Con el tiempo, la idea de que escritura se fue contagiando a otras regiones. En el siglo XIV a. de C., los habitantes de Ugarit, mercaderes en su mayoría, persuadidos por el descubrimiento cananeo, adoptaron el cómodo sistema alfabético para transcribir su idioma, con un total de 30 signos cuneiformes. Esta forma de escritura desapareció por la crisis de Ugarit en el 1200 a. de C. Tras otras invenciones como el Lineal A (sistema de escritura silábico que tuvo un lapso de uso que va desde el siglo XVIII a. de C. al XV a. de C., donde el sentido de la escritura es horizontal de izquierda a derecha) o la escritura pseudo-jeroglífica, la idea del alfabeto parece resurgir de nuevo en zonas de Israel. Quienes rescataran el sistema alfabético del desuso serán los fenicios, comerciantes viajeros empedernidos, que a partir del siglo XI a. de C. Comienzan a usar una escritura alfabética, inspirados en los antiguos cananeos. Contaba con 22 caracteres, ninguno de ellos vocálico.

Más tarde, los griegos comerciantes apreciaron la comodidad que podía permitir un sistema alfabético: es por eso que tomaron los caracteres fenicios con un nombre aproximado al de éstos ( “alfa” en lugar de “ aleph”; “beta” en lugar de “beth”). Además, convirtieron cinco consonantes débiles en vocales.

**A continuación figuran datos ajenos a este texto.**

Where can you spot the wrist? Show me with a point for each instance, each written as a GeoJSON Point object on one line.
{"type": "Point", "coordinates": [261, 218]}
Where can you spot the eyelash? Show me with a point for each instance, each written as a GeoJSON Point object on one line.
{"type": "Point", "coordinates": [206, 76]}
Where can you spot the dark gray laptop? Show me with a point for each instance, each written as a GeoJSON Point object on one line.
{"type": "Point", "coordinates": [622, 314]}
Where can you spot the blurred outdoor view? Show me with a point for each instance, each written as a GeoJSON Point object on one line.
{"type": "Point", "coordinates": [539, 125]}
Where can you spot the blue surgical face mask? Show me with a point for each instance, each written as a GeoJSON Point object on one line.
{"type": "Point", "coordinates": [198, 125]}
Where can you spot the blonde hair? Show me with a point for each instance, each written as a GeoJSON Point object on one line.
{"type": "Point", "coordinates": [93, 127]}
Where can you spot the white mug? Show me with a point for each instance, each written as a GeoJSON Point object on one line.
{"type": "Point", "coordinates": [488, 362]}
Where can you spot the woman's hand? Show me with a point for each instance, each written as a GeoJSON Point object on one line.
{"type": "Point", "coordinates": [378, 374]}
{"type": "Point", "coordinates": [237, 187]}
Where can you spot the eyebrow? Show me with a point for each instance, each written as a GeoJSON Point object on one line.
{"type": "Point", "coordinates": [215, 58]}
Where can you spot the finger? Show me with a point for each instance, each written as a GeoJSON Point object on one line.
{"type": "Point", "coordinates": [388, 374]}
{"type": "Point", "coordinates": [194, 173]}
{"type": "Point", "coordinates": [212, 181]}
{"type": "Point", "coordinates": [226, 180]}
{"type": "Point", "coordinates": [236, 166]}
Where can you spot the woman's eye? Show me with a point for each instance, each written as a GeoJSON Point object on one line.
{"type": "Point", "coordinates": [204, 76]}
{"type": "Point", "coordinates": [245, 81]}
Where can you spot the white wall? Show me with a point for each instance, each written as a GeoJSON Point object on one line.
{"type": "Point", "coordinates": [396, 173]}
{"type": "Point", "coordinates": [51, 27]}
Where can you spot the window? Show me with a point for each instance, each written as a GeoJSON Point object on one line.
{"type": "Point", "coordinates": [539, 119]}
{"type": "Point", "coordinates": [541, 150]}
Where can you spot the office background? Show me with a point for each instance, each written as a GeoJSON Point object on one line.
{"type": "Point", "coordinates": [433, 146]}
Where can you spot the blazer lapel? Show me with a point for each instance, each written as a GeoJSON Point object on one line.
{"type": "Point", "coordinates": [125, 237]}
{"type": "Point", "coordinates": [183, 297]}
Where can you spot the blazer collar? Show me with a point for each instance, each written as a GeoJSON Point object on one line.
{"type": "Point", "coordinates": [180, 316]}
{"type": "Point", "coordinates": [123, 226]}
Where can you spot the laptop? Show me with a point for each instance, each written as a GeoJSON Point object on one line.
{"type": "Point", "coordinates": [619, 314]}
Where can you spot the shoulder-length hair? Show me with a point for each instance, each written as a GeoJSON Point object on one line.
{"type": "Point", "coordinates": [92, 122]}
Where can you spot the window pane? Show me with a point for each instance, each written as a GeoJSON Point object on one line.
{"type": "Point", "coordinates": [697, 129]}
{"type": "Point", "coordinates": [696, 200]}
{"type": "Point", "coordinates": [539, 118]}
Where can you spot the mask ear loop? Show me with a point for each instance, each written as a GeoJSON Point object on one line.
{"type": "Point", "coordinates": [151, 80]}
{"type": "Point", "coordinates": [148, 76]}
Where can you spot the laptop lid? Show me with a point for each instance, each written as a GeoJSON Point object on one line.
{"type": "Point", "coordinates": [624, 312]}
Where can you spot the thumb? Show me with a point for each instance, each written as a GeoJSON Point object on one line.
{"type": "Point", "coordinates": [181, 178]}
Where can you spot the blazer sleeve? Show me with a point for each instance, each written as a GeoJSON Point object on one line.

La adopción del alfabeto fenicio por los griegos entre el 1100 al 800 a. de C. No significa que antes fueran iletrados: como ya hemos visto se valían anteriormente del Lineal B (sistema de escritura silábico que tuvo un lapso de uso que va desde el siglo XVI a. de C. al XI a. de C., donde el sentido de la escritura es horizontal de izquierda a derecha). Respecto a la razón a la que responde ese cambio de sistema tan repentino, los expertos discrepan. Unos defienden que se basa en razones comerciales y otros, los más románticos, consideran que se debe al deseo de algún culto coetáneo a Homero de conservar la belleza de la Ilíada y la Odisea en un sistema apropiado para escribir poesía épica: sin duda, el sistema fenicio con la introducción de las vocales era ideal.

Así, los etruscos tomarían más tarde el sistema alfabético de los griegos, y los romanos a su vez de los etruscos, expandiéndose así el sistema alfabético ideado por los fenicios a lo largo de Europa y, más tarde, de todo el mundo.